When school's out, we can spend a lot more time with our pets; days out, extra walks, and all day attention become their summer norm. As the kids go back to school, it is important to ensure that pets still feel just as loved even though the children aren't around all day making the house seem full. Pets are sensitive to changes in routine so read on for some top tips on how you and your pet can beat the post summer holiday blues.
Looking out for the signs
Noticing changes in your pet’s behaviour cannot be ignored or put down to just ‘holiday blues’; changes in behaviour could instead point to physiological problems they need help with. Your pet’s loss of spark, tiredness and heat seeking behaviour may not only be due to the cooler autumn conditions. Keeping an eye on any changes in your pet’s behaviour is a must all year round, for example changes in their eating and drinking habits, sleeping habits and weight. When lifestyle changes occur and your pet’s normal routine changes, keeping a closer eye than usual is key.
If you are a dog-owner, there are many common signs that can reveal to you that your four-legged friend is feeling down. Take note if your dog has started to sleep more or has started “moping” around the house; check whether they have lost interest in food or water and are losing weight; or are they perhaps trying to seek solace in food, perhaps thieving, and gaining weight? Other signs include a loss of interest in playing and walking, hiding away from their owners, and excessive paw licking.
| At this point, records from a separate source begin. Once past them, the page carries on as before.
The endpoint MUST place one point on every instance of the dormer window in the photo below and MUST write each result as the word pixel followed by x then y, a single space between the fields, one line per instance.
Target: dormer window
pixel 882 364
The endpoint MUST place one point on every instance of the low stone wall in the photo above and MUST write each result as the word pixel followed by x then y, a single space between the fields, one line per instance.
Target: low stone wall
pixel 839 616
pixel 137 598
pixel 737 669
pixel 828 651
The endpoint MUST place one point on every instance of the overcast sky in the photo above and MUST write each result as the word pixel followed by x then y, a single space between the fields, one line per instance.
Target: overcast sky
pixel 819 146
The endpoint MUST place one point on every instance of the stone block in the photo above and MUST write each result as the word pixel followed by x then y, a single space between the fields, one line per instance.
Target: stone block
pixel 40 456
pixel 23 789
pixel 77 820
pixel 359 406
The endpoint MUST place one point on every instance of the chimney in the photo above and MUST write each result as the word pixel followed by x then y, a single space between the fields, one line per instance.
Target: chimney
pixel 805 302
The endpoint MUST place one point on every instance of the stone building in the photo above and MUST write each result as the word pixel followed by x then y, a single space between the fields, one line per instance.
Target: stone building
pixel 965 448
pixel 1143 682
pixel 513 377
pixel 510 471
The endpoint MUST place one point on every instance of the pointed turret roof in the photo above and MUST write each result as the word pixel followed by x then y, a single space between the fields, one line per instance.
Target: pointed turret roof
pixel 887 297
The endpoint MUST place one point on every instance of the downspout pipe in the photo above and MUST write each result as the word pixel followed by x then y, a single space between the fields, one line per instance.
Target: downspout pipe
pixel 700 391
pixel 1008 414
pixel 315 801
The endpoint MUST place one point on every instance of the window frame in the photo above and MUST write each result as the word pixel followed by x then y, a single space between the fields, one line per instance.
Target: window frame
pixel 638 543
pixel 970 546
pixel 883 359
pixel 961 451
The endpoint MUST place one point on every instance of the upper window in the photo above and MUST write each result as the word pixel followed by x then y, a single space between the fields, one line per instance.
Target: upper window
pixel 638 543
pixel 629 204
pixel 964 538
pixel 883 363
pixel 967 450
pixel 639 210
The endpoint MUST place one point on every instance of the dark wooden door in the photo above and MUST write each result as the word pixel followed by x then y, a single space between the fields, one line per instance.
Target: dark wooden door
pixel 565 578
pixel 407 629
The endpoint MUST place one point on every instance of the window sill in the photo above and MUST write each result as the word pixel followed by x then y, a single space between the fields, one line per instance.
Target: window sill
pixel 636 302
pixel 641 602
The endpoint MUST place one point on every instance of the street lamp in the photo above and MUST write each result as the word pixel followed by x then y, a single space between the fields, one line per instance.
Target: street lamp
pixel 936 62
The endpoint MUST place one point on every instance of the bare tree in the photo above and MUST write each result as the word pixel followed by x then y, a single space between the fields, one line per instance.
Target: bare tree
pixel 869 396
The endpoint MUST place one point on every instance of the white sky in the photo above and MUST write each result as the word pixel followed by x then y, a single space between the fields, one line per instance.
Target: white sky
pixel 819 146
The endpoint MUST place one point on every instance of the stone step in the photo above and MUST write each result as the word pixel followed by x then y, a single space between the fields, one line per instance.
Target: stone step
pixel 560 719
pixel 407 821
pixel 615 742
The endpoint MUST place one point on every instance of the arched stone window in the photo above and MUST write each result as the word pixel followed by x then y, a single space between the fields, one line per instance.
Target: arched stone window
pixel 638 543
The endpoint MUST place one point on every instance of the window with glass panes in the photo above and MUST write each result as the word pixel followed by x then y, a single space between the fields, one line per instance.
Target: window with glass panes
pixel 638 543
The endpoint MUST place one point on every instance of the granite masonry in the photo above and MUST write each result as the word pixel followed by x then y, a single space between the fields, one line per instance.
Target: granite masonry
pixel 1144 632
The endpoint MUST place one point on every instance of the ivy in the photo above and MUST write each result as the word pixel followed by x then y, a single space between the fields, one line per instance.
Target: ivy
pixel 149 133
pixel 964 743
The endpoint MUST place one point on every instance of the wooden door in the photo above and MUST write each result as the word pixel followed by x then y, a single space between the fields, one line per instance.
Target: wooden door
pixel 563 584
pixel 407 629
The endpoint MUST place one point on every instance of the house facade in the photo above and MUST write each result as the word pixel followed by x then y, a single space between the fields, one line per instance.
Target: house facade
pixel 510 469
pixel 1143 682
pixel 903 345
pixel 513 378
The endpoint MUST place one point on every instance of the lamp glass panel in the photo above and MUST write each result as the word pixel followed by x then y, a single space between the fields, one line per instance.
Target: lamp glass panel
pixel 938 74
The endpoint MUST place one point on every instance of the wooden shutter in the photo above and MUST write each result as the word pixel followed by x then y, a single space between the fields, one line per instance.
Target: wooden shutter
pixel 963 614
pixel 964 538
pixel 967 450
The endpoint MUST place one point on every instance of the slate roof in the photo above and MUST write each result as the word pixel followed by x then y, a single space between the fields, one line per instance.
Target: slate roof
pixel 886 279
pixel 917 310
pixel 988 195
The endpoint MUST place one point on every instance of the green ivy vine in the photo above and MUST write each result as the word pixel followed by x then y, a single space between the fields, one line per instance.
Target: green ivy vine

Dogs are especially prone to experiencing separation anxiety when their lifestyle is changed such as after a summer of fun and constant companionship. They are likely to feel confused and anxious by the fact that their owner is no longer around at all hours. Cats, however, may be a lot more vocal than dogs when it comes to making their owners aware of this. Look out for changes in vocal clues or in body language. Unhappy cats may start to communicate in ‘low-pitched mournful yowls’ and some communicate using eye, ear, fur, and body positions as well as an increased tendency to act aggressively, protecting themselves by wrapping their tail around themselves. These changes in behaviour can also be indicative of other health problems, so it is always best to consult a vet as soon as you notice these types of behaviours or indeed any changes.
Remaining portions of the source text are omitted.